Es gehört zur Philosophie von „walking2nature“, mehr als Wandern und Gesundheitsübungen zu bieten. Besondere Plätze und Pfade, Historisches und Kulturelles gehören zum Rahmenprogramm. Hierbei stellen sich die beiden Vielfältigen ganz auf die Gruppe ein, individuell und authentisch. Ob es Firmengruppen sind, einzelne Abteilungen im Rahmen von Betriebsausflügen oder Maßnahmen des betrieblichen Gesundheitsmanagements, Teambuilding, aber auch private Gruppen für eine alternative Geburtstagsveranstaltung beispielsweise, eine aktive „Kennenlernwanderung“ oder viele weitere Anlässe. Das Angebot richtet sich insbesondere auch an externe Übernachtungsgäste in Saarbrücker Hotels, Kongress- und Workshop-Teilnehmer, als Rahmenprogramm für Meetings, an Gruppen bei Klassentreffen und Gäste von Hotel-Arrangements. „Unser Angebot wird dem Trend zur maximalen Zeiteffizienz und Nachhaltigkeit gerecht. Kein Bus, keine Logistik ist notwendig, stattdessen bringen wir die Besucher innerhalb des Radius vom Hotel oder dem Kongresszentrum direkt in die Natur.“
Wir verlassen den Hauptweg. Auf schmalen, natürlichen Waldpfaden „klettern“ wir nach unten, es folgt ein leichter Anstieg. Ohne Wanderführer wäre die Orientierung hier schwierig. Mitten im Wald stoppen wir erneut. Béatrice zeigt uns ganz anschaulich, wie sich Stress auf die Körperhaltung auswirkt und was wir dagegen tun können. Die Übungen sind nicht nur wirksam, sie machen auch Spaß. Alle machen engagiert mit. „Bewegung sorgt für die natürliche Entsäuerung des Körpers und gleicht dann die eine oder andere Ernährungssünde aus“, motiviert sie uns, als wir weitergehen. Dabei erfahren wir auch von den Ursachen des Waldbadens und den positiven Wirkungen, was in Japan wissenschaftlich nachgewiesen wurde.

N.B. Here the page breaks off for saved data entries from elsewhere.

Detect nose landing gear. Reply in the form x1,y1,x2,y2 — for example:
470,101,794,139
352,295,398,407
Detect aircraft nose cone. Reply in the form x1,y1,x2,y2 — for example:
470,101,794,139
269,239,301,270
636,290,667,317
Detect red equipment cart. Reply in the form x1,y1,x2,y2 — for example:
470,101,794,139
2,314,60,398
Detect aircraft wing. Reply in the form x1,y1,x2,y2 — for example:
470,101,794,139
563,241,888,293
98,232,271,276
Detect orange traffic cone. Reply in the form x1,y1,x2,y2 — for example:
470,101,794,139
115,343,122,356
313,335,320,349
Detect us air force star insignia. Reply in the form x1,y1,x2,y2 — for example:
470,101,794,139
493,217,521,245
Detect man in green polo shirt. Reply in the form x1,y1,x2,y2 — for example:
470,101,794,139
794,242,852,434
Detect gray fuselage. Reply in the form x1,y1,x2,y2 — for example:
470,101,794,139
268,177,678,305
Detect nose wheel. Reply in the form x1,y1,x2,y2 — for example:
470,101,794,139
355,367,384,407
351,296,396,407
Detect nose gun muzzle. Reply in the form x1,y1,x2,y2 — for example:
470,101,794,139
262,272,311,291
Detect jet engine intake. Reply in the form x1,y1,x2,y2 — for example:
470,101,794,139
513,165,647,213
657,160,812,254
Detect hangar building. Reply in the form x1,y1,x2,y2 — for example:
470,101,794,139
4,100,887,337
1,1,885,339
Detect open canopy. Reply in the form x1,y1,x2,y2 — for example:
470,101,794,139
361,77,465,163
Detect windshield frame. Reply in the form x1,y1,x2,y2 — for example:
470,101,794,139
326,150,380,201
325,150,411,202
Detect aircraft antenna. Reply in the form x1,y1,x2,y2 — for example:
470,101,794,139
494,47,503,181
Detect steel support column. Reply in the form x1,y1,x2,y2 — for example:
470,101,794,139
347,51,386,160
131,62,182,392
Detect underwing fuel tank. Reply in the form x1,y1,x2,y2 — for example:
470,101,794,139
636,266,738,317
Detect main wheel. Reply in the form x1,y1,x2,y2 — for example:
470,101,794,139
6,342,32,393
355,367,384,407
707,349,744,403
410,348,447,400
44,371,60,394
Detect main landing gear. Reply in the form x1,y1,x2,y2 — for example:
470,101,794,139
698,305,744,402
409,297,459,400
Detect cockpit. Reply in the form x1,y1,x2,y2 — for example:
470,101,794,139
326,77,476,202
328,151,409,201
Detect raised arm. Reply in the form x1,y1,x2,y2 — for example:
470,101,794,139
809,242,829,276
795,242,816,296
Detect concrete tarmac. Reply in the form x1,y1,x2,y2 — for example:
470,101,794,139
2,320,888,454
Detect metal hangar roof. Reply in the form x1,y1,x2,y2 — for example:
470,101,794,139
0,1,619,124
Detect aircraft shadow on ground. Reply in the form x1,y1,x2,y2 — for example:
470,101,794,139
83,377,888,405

Der Wald öffnet sich und gibt uns den Blick auf das Freizeitbad Calypso frei, dazu die Aussicht auf Teile Saarbrückens. Jetzt sehen wir deutlich, dass wir auf einem „Berg“ sind und – auf dem Rückweg. Dieser führt uns durch einen etwas unheimlichen Tunnel zur Straße. Jens und Béatrice halten den Verkehr für die Gruppe an. Wir kichern und kommen uns vor wie Schüler mit ihren Lotsen. Am Südeingang unterhalb des Victor’s Residenz Hotels betreten wir wieder den DFG und gehen nur ein kurzes Stück durch die Anlage am Spielplatz und der Minigolfanlage vorbei. Dann folgen wir unseren Wanderführern zu geheimen Waldpfaden oberhalb der asphaltierten Hauptwege. Wie Zuschauer können wir von hier oben in den Garten sehen. Der Pfad endet an einem abgelegenen, von einer Natursteinmauer umrahmten und von blühendem Rhododendron umgebenen schattigen Platz. Wir sind beim letzten Stopp unserer Wanderung angekommen. Die umlaufende Mauer beweist sich als nützliche Einrichtung und Hilfestellung für die folgenden Dehn- und Faszienübungen aus dem Yoga und die abschließende meditative Entspannung. Stille kehrt ein, nur Vogelgezwitscher und die von sanfter Brise bewegten Blätter sind zu hören.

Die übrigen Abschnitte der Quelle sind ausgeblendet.